I look to the New Yorker for thoughtful literature. This just seemed like mindless ideology.

We have some idea about what getting married means for men, and prevailing matrimaniacal claims to the contrary, the results are not always pretty. (See, for example, “Does marriage civilize men?” and “Naughty or nice? Single men and married men.”)

That’s not to say that some individual men (and women) do not benefit from marrying. But theirs is hardly the sole story to be told, or even the typical one.

So let’s grab the reins of the prevailing narrative and drag it out of the ideological ditch. Tell your stories. Have you ever divorced? Have you ever become widowed? Then tell us, how did becoming single-again make you a better person?

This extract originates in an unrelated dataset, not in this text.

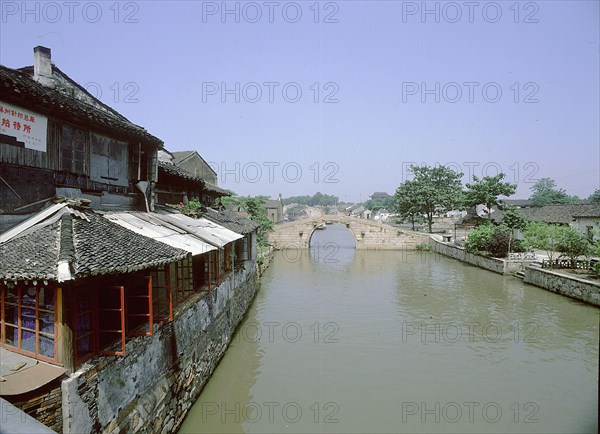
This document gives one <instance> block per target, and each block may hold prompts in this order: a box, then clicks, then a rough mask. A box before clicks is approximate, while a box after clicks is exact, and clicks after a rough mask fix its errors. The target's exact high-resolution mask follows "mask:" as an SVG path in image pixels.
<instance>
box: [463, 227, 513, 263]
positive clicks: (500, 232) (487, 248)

There is no need to feel constrained to tell only your own stories. Do you know of any memoirs, stories, biographies, or other accounts of people who benefitted from becoming single again?

What about the data? Previously, I’ve reviewed studies showing that soon after divorcing, people generally feel happier and happier over time. Do you know of other evidence of ways in which people do better once they are no longer married?

Stories are powerful and evidence anchors us to the reality-based community. Let’s get on this.